His wife, who was also dead, stood next to him. "Phil," she said. "This marble is prettiest." And she handed him a blue-green marble flecked with gold. "It looks like the ocean during a sunset," she explained.

Phil held the thing in his skeleton fingers and pressed it against the sky. There wasn't that much light these days, but enough got into it to help him remember. "Exactly," he choked.

"Do you remember that dream?" she asked.

"Parts of it," he said. "But it was so long ago."

They held each other on that dry land . . . cried into each other's shoulders. Tears rolled off of them like golden lava, but it was never enough.

"Are you going to put it in the ground with the others?" she asked.

"I suppose," said Phil, releasing his wife and examining the marble. He rested it in the palm of his hand and rolled it around gently; swirls of white glass and the eternal weave of green and blue and golden flecks of the sun. It was as if nothing in there could ever die. But it was also an illusion, contained within the minds of all dead gods. It was a thing never to be trusted.

Phil swirled it around and around in his palm until he discovered the flaw. Of course, he knew it would be there. It was nearly indiscernible, but when looked at closely enough. "You see that," he said, pointing a dead finger into the flawed marble.

Phil's wife settled her eye against the glass orb and felt her heart searching. It was not something she wanted to see, but couldn't help from looking anyway. "It's sad, isn't it?" she said. "It is the saddest thing in the universe." And there, tiny, tiny, beneath swirls of white and the eternal weave of blue and green, yet in a place where golden flecks of sun could not reach, there rested the charred remains of a child.

"Was it an angel?" she asked.

"I was an angel," he said.

"You were a god."

"But first I was an angel."

"Then I was an angel, too," she said.

"You still are." And he kissed one of her skeleton cheeks.

"What happened to it?" she asked.

"They tortured it until there was nothing left for it to do but die."

Phil's wife slumped to her knees, held her head skull in her hands, and moaned. "Give it to me," she said.

Phil handed her the marble.

How many worlds had he created? How many life forms had he breathed life into? And now, how many had he destroyed?

"I'm not a boy anymore and I can't go on like this."

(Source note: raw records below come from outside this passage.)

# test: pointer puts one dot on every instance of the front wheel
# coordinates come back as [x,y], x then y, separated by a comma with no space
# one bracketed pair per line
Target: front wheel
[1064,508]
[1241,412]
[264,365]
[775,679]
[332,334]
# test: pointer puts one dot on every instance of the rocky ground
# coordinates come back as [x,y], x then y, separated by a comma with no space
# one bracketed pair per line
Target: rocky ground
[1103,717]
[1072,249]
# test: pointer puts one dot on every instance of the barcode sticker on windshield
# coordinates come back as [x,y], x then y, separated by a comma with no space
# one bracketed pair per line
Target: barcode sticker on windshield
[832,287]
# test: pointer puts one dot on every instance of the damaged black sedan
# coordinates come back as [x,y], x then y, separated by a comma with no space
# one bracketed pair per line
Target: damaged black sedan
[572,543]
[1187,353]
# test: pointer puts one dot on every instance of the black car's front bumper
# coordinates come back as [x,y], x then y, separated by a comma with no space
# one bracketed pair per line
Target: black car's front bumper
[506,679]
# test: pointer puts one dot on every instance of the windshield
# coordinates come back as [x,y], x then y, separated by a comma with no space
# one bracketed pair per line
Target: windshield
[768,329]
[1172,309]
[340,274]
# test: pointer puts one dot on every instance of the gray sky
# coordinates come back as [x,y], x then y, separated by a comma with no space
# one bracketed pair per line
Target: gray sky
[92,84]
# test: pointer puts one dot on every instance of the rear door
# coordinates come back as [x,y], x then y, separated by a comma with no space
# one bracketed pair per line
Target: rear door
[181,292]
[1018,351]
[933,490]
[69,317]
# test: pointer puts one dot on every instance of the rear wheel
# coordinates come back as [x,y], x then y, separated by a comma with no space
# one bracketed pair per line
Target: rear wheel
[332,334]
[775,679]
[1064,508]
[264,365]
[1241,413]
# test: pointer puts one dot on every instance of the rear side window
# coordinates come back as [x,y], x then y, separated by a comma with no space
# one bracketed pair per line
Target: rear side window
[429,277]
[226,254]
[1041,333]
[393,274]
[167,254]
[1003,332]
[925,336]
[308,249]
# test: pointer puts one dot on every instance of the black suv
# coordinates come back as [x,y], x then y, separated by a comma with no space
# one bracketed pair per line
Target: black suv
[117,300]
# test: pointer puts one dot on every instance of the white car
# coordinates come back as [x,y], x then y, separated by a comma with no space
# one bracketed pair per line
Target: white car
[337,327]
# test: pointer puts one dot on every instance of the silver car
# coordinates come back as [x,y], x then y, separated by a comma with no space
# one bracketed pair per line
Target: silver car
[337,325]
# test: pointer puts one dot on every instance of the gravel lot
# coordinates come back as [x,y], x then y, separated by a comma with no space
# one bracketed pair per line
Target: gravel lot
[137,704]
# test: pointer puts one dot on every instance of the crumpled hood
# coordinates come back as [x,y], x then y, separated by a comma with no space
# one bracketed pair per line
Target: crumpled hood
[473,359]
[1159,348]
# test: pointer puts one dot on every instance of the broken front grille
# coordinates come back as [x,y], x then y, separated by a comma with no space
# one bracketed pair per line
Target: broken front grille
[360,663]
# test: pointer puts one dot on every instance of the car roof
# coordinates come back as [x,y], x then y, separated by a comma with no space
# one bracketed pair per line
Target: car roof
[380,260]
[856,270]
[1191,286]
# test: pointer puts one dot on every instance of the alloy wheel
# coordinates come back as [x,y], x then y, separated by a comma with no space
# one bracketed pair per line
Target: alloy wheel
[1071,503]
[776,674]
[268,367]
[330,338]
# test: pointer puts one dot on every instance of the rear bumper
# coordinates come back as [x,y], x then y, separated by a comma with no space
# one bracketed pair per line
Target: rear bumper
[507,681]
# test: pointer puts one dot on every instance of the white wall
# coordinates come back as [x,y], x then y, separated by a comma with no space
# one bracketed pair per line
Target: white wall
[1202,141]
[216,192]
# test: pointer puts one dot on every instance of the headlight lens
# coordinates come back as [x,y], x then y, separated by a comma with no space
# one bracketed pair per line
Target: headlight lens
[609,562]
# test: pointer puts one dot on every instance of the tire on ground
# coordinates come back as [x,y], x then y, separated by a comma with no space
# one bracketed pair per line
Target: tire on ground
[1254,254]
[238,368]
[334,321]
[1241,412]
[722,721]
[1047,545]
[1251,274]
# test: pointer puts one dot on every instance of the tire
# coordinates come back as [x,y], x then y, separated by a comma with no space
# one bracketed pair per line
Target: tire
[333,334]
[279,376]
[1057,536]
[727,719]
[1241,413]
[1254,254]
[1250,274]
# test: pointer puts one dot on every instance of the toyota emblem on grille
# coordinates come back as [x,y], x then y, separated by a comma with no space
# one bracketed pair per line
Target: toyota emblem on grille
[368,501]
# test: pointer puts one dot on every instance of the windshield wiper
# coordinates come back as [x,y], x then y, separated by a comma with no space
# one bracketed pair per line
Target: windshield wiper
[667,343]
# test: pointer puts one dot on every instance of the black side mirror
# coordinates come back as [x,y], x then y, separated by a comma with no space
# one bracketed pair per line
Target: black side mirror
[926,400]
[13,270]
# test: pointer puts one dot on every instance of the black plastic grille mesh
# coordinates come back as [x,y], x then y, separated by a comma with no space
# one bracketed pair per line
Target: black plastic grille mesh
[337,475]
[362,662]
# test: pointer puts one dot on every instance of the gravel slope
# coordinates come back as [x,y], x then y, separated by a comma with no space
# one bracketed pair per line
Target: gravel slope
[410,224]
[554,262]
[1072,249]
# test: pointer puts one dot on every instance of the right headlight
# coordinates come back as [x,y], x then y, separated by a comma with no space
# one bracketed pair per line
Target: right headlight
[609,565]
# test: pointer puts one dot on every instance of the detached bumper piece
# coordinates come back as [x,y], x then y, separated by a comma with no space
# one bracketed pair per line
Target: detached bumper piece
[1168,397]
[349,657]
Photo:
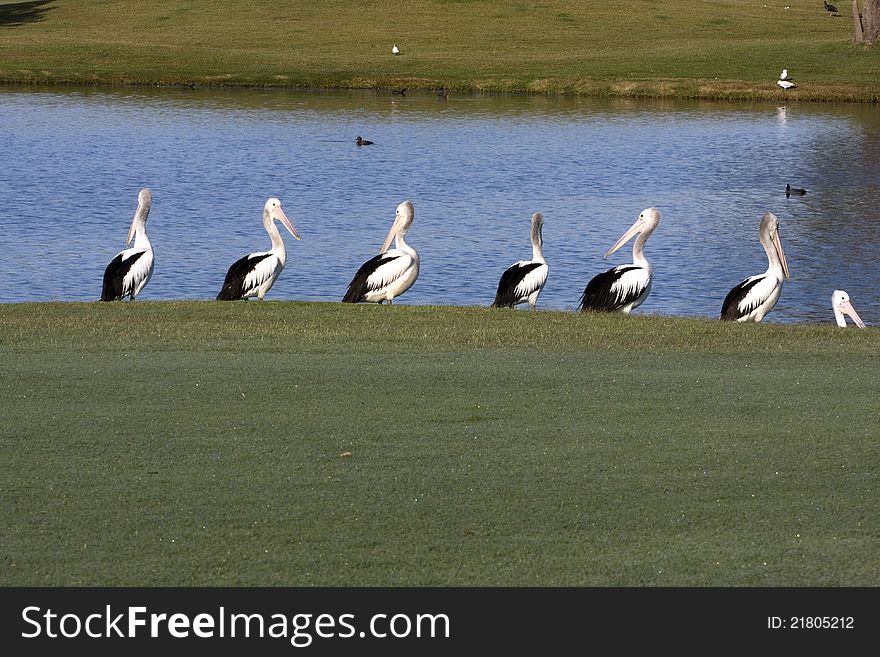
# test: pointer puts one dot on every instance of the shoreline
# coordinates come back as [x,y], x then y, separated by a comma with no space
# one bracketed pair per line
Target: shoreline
[679,89]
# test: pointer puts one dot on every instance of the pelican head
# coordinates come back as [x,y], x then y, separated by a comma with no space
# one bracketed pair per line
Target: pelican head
[272,211]
[769,236]
[145,201]
[647,221]
[403,219]
[842,306]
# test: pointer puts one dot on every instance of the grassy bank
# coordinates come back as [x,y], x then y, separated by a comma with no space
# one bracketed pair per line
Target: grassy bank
[279,443]
[677,48]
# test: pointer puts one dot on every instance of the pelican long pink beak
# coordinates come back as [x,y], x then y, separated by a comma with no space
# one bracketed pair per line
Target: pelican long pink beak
[133,229]
[392,233]
[777,244]
[278,213]
[635,229]
[846,307]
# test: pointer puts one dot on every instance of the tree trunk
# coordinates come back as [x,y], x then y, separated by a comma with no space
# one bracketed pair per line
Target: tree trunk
[858,34]
[871,20]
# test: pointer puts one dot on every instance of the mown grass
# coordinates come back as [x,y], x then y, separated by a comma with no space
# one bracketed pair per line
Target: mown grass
[733,49]
[280,443]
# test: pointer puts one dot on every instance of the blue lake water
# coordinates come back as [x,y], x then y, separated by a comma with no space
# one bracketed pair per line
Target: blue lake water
[475,167]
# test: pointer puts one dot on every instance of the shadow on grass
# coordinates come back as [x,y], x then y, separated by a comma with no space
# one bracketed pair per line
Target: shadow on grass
[18,13]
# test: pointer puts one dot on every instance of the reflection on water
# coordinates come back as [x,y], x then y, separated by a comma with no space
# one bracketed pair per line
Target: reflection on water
[476,168]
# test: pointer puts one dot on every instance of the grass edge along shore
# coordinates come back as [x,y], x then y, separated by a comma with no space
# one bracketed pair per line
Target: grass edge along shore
[670,49]
[301,443]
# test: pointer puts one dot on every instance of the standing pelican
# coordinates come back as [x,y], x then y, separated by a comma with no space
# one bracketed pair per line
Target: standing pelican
[841,305]
[523,281]
[254,274]
[625,287]
[392,272]
[131,269]
[752,299]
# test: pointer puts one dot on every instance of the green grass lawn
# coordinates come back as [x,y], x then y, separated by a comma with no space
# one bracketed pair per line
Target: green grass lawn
[682,48]
[285,443]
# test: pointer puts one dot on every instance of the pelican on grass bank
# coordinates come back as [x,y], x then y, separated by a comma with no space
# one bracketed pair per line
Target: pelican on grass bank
[131,269]
[841,305]
[625,287]
[523,281]
[754,297]
[255,274]
[393,271]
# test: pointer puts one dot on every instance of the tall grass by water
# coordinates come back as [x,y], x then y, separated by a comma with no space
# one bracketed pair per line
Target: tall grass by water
[677,48]
[285,443]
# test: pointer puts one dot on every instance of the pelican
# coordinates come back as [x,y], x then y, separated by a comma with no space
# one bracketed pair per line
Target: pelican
[254,274]
[392,272]
[523,281]
[131,269]
[625,287]
[841,305]
[752,299]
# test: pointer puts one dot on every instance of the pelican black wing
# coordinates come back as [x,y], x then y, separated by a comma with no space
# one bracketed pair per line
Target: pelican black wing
[730,309]
[233,284]
[505,296]
[113,288]
[359,286]
[601,295]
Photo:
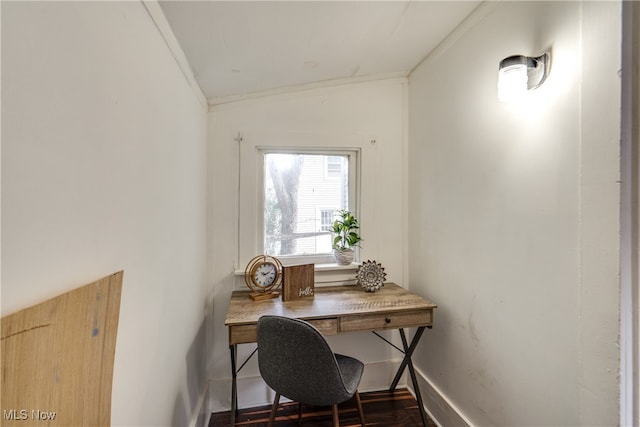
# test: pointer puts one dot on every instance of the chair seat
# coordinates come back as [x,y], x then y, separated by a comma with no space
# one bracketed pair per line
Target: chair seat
[296,362]
[351,370]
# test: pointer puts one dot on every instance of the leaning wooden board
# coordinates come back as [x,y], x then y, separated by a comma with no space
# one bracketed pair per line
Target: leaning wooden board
[57,358]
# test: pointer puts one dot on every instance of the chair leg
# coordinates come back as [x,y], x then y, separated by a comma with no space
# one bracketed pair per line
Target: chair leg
[274,409]
[336,420]
[360,411]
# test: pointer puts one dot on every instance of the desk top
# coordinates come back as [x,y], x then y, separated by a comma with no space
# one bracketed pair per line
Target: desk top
[328,301]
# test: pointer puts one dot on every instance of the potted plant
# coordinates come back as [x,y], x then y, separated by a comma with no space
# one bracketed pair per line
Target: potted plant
[346,236]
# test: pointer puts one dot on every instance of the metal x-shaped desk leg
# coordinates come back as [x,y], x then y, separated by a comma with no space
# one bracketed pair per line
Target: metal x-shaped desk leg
[408,351]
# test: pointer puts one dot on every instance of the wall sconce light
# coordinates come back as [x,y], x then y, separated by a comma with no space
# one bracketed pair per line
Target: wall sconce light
[517,74]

"It may not be perfect," she said, "but it's close."

"Does that count?"

"I suppose it does," she said.

"He was my son," he explained.

"Then he was my son, too."

"Do you remember?" he asked. "Do you remember how he used to smile?"

She had the marble against her eye once more. She was trying to decide if she remembered anything about him. He was tiny in there, and defeated; a minor flaw in what might have been perfection. Did he screw it up? She wondered. Or did he add to the beauty of the thing?

"Bury it," said Phil. "Like the rest. All of my memories. All of my creations. Bury them all."

And he brought out two great handfuls of marbles from his shabby pockets. "It's getting dark," he said. "And it will only get darker."